The point of Form CRS, which started being given to investment clients in mid-2020, is to give individual investors information about the broker-dealer firm’s background and any past legal and disciplinary problems, and to detail fees, commissions, and other information that can be used to evaluate and compare potential investment managers.

How Does Form CRS Work?

The SEC’s Regulation Best Interest rule requires that broker-dealers and registered investment advisors provide clients with the Form CRS. The relationship summary includes the following information:

The relationships the firm maintains and what services it offers; The fees, costs, potential conflicts of interest, and the standard of conduct for advisors; The reported disciplinary and legal history of the firm and its individual advisors; Ways to get more information about the firm and its investment advisors, questions investors should ask about working with an advisor, and an SEC link with additional client resources. 

The form also discloses the types of fees that are charged, including asset management fees or commissions, and whether potential conflicts of interest exist, such as when an advisor might receive a commission for recommending specific investments.  The form also must describe the rules and regulations that apply to the advisors.
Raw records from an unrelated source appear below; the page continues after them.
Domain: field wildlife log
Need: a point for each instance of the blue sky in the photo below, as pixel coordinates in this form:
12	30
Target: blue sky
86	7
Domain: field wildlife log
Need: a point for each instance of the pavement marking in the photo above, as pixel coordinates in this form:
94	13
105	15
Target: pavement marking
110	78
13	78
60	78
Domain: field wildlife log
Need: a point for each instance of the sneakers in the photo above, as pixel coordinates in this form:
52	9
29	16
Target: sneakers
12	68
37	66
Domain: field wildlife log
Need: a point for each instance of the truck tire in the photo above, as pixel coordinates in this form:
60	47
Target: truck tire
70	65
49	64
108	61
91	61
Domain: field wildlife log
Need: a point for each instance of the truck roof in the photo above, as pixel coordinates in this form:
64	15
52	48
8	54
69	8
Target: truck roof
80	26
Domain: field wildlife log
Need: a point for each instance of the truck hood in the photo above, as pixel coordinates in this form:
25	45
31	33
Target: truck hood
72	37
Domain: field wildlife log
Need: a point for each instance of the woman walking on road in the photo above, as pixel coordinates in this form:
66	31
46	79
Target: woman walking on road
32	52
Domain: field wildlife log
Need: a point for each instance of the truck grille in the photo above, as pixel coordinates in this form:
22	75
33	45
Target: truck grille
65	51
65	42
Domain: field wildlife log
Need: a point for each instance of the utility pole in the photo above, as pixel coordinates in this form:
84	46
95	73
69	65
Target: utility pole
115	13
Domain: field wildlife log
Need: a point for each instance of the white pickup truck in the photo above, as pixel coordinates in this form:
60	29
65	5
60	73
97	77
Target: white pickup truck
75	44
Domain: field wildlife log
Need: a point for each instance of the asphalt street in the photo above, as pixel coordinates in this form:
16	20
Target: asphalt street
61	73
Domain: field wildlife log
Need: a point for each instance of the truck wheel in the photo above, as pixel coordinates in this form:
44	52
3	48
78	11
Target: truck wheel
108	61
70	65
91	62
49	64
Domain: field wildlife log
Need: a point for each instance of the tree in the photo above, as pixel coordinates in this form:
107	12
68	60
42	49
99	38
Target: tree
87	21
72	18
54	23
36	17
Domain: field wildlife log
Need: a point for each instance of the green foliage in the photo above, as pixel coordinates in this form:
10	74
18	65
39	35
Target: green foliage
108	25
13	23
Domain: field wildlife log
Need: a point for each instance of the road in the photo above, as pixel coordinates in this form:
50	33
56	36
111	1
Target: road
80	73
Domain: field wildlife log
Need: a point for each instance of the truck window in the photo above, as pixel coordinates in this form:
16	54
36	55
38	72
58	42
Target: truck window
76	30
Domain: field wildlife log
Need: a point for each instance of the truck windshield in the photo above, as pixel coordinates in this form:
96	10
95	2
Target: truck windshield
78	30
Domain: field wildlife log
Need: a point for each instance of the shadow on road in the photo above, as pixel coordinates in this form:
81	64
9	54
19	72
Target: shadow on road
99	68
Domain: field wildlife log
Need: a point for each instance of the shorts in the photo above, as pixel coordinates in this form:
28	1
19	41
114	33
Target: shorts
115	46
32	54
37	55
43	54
Form CRS further discloses whether any disciplinary or legal actions have been taken against the firm and its advisors under SEC rules or by other financial regulators, and tells investors where to find disclosures of those events. Finally, the form will suggest questions to guide an investor in evaluating a potential advisor, such as, “How much would I pay per year for an advisory account?” Form CRS must be presented before placing an order for an individual investor or before opening a brokerage account for an investor. And the firm must issue an updated Form CRS when any information changes materially. For example, here’s a Form CRS from T. Rowe Price Investment Services:  

Similar Disclosure Documents for Investors

Form CRS isn’t the only advisor disclosure document available to investors. 
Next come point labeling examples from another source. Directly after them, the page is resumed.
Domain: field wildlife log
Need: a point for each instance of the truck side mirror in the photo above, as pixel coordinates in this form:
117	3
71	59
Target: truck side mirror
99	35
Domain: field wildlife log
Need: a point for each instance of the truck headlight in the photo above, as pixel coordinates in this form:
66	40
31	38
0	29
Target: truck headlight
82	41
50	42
Form ADV, which is available on the SEC’s Investment Adviser Public Disclosure (IAPD) website, includes information about the advisor’s business, firm ownership, clients, employees, business practices, affiliations, any disciplinary events, and more. Additional registration forms filed by advisors include Forms U4 and U5, which are used, respectively, to register or terminate individual advisors. Information from those forms is compiled at the BrokerCheck website maintained by the Financial Industry Regulatory Authority (FINRA).

Limitations of Form CRS

Form CRS is helpful, but doesn’t give investors everything they need to know about an investment advisor. Even the SEC stresses that the form is simply a starting point for investors, who are encouraged to check regulatory actions and follow up with specific questions. While the form might disclose that conflicts of interest exist, it isn’t required to explicitly describe them. By the middle of 2021, the SEC had penalized more than two dozen firms for failing to file Form CRS, assessing penalties of more than $97,000 in some cases. The Consumer Federation of America has complained that Form CRS, “does more to obscure than to clarify important differences between brokers and advisers and thus does not support an informed selection among different types of investment professionals.”

Alternatives to Form CRS

There are some other ways to check out a financial advisor beyond Form CRS. 
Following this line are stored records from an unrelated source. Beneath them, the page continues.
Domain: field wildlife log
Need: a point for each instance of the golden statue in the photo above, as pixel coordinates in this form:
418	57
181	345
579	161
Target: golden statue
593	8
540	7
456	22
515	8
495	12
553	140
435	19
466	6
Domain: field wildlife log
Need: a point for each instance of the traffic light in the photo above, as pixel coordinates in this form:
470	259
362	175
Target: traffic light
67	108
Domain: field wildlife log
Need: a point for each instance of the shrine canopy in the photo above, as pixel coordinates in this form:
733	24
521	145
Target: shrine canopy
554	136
Investors can search the SEC’s Investment Adviser Public Disclosure database, which contains registration documents filed by investment advisor firms via the Investment Adviser Registration Depository (IARD).   The Department of Labor (DOL) publishes its own list of questions that investors should ask when considering an advisor for retirement accounts. The DOL also offers a guide to understanding retirement plan fee disclosures. Brokers who manage less than $110 million in client assets aren’t required to register with the SEC but must register with their state’s regulatory agency. Contact information for state regulators is published by the North American Securities Administrators Association.